Cuando Napoleón Bonaparte se enfrentó al ejército mameluco de Egipto, el 21 de julio de 1798, en la llamada Batalla de las Pirámides, quedó asombrado ante la extraordinaria caballería de la hueste egipcia. Lo impresionó la incomparable maestría de los jinetes musulmanes, pero sobre todo la belleza, valentía, velocidad y resistencia de sus esbeltas y elegantes monturas. Se trataba de caballos Árabes, criados con esmero desde hacía siglos en el País del Nilo.
Una vez vencidos los mamelucos, Napoleón planeó el traslado a Francia de la mayor cantidad posible de aquellos bravos corceles, escogiendo con cuidado aquellos ejemplares destinados a sus propias cuadras. A partir de ese momento, nunca dudó en decir que el caballo Árabe era, sin lugar a dudas, el mejor del mundo.

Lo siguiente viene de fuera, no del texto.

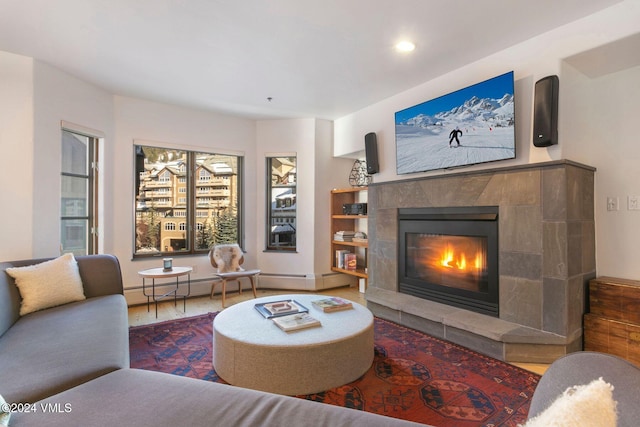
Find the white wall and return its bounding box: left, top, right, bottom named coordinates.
left=256, top=119, right=352, bottom=289
left=111, top=96, right=261, bottom=289
left=0, top=52, right=34, bottom=260
left=564, top=65, right=640, bottom=280
left=334, top=0, right=640, bottom=279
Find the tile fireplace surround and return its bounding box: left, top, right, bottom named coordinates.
left=365, top=160, right=595, bottom=363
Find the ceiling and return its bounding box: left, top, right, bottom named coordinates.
left=0, top=0, right=619, bottom=119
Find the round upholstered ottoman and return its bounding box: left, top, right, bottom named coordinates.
left=213, top=294, right=373, bottom=395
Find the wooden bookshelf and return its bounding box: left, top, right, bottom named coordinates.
left=331, top=187, right=369, bottom=283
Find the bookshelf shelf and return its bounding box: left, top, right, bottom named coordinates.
left=331, top=187, right=368, bottom=286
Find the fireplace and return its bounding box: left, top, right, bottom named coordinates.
left=365, top=160, right=595, bottom=363
left=398, top=206, right=499, bottom=317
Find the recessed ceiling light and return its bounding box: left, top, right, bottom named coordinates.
left=396, top=40, right=416, bottom=52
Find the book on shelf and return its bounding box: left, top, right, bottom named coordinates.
left=311, top=297, right=353, bottom=313
left=333, top=231, right=356, bottom=242
left=271, top=313, right=322, bottom=332
left=336, top=249, right=350, bottom=268
left=254, top=299, right=309, bottom=319
left=344, top=253, right=358, bottom=271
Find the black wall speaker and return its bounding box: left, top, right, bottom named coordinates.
left=364, top=132, right=380, bottom=175
left=533, top=76, right=558, bottom=147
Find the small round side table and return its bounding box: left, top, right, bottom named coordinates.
left=138, top=267, right=193, bottom=319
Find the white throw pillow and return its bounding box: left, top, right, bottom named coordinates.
left=6, top=254, right=85, bottom=316
left=523, top=378, right=618, bottom=427
left=0, top=395, right=11, bottom=426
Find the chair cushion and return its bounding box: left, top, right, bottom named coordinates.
left=213, top=244, right=244, bottom=273
left=6, top=253, right=85, bottom=316
left=523, top=378, right=618, bottom=427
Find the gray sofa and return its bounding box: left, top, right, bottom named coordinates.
left=0, top=255, right=418, bottom=427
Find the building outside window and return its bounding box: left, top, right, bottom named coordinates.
left=134, top=145, right=243, bottom=257
left=266, top=156, right=297, bottom=251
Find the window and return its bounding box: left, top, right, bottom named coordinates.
left=134, top=145, right=243, bottom=257
left=266, top=156, right=297, bottom=251
left=60, top=129, right=98, bottom=255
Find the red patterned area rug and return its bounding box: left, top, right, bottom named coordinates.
left=129, top=313, right=540, bottom=427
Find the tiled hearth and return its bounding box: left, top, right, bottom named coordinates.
left=365, top=160, right=595, bottom=363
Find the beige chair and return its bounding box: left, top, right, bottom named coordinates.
left=209, top=244, right=260, bottom=308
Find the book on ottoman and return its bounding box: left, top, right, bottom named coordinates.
left=311, top=297, right=353, bottom=313
left=271, top=313, right=321, bottom=332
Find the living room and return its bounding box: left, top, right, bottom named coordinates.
left=0, top=1, right=640, bottom=303
left=0, top=0, right=640, bottom=424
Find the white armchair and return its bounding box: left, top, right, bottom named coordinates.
left=209, top=244, right=260, bottom=308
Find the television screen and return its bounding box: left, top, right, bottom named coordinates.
left=395, top=71, right=516, bottom=174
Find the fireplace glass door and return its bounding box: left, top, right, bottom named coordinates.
left=406, top=233, right=489, bottom=293
left=398, top=206, right=499, bottom=317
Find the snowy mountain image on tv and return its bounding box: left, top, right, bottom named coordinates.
left=395, top=72, right=516, bottom=174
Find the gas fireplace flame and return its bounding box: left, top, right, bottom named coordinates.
left=440, top=246, right=484, bottom=271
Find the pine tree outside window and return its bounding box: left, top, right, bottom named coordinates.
left=266, top=156, right=297, bottom=251
left=134, top=145, right=243, bottom=257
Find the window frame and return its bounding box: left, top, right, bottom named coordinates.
left=132, top=144, right=244, bottom=259
left=59, top=129, right=102, bottom=255
left=264, top=153, right=298, bottom=253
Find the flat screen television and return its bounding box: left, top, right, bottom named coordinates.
left=395, top=71, right=516, bottom=175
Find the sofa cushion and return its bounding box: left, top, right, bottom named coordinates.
left=12, top=369, right=424, bottom=427
left=0, top=295, right=129, bottom=403
left=523, top=378, right=617, bottom=427
left=6, top=254, right=85, bottom=316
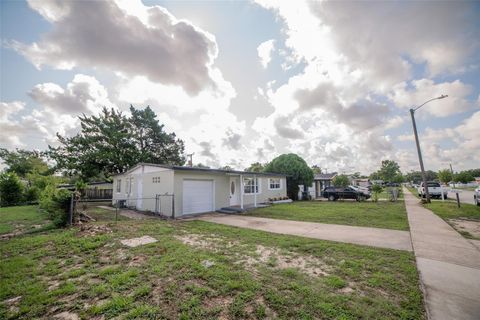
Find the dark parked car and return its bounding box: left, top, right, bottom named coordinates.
left=322, top=187, right=370, bottom=201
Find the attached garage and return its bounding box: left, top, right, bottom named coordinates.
left=182, top=180, right=215, bottom=214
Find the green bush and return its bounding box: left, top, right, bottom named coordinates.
left=39, top=184, right=72, bottom=227
left=372, top=184, right=383, bottom=202
left=0, top=172, right=23, bottom=207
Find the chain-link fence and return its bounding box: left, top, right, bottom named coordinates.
left=68, top=194, right=175, bottom=224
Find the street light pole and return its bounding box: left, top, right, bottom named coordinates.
left=410, top=109, right=430, bottom=202
left=410, top=95, right=448, bottom=203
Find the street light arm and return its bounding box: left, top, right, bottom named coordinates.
left=412, top=94, right=448, bottom=111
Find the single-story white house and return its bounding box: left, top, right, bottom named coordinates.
left=298, top=172, right=337, bottom=199
left=112, top=163, right=287, bottom=217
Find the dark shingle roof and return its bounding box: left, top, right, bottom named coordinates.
left=117, top=163, right=287, bottom=177
left=313, top=172, right=337, bottom=180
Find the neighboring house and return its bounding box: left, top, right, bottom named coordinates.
left=352, top=178, right=372, bottom=188
left=298, top=172, right=338, bottom=199
left=58, top=181, right=113, bottom=199
left=113, top=163, right=287, bottom=217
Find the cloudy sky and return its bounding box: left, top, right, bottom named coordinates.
left=0, top=0, right=480, bottom=173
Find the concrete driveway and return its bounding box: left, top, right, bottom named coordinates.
left=449, top=190, right=475, bottom=204
left=404, top=189, right=480, bottom=320
left=195, top=214, right=412, bottom=251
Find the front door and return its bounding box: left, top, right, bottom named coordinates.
left=136, top=176, right=143, bottom=210
left=229, top=177, right=240, bottom=206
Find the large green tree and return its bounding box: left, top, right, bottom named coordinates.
left=378, top=160, right=402, bottom=182
left=453, top=171, right=475, bottom=183
left=245, top=162, right=267, bottom=172
left=405, top=170, right=438, bottom=183
left=49, top=106, right=185, bottom=180
left=0, top=172, right=23, bottom=207
left=129, top=105, right=185, bottom=165
left=437, top=169, right=453, bottom=183
left=0, top=148, right=51, bottom=178
left=264, top=153, right=313, bottom=200
left=332, top=174, right=350, bottom=187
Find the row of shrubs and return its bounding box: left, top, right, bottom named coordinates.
left=0, top=172, right=72, bottom=227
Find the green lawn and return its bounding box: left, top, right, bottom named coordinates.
left=0, top=206, right=50, bottom=234
left=247, top=200, right=408, bottom=230
left=423, top=201, right=480, bottom=240
left=408, top=188, right=480, bottom=240
left=87, top=207, right=130, bottom=221
left=0, top=206, right=425, bottom=319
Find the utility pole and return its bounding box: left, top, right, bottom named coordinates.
left=410, top=94, right=448, bottom=203
left=187, top=153, right=195, bottom=167
left=410, top=109, right=430, bottom=203
left=450, top=163, right=460, bottom=208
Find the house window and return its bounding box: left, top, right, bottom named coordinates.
left=128, top=177, right=133, bottom=194
left=243, top=178, right=258, bottom=194
left=268, top=178, right=281, bottom=190
left=117, top=179, right=122, bottom=192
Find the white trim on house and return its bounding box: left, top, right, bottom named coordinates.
left=267, top=178, right=282, bottom=190
left=243, top=176, right=262, bottom=196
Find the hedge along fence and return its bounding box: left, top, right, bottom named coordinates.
left=39, top=184, right=72, bottom=227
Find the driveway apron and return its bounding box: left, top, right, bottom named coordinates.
left=196, top=214, right=412, bottom=251
left=404, top=188, right=480, bottom=320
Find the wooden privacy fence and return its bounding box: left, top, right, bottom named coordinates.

Entre los corceles que Bonaparte eligió, había un tordillo perfectamente proporcionado, un digno representante de su raza. El animal descendía de la legendaria yeguada del sultán Al Malik Al Nassir Muhammad ibn Qalawun, quien reinara en Egipto durante tres distintos periodos, entre 1293 y 1341, y quien sentía una verdadera pasión por la crianza de caballos Árabes. A lo largo de un total de 42 años que gobernó, el sultán importó magníficos corceles de distintas partes de Arabia (Hiyaz, Al Ahsa, Bahrain, Qatif) y de la lejana región que hoy ocupa Irak.
Aquella hermosa bestia que tanto impresionó a Bonaparte fue embarcada hacia Francia en agosto de 1799, y en octubre ya estaba perfectamente instalada en su caballeriza. Pocos meses después se convertiría en uno de los caballos más famosos de la historia.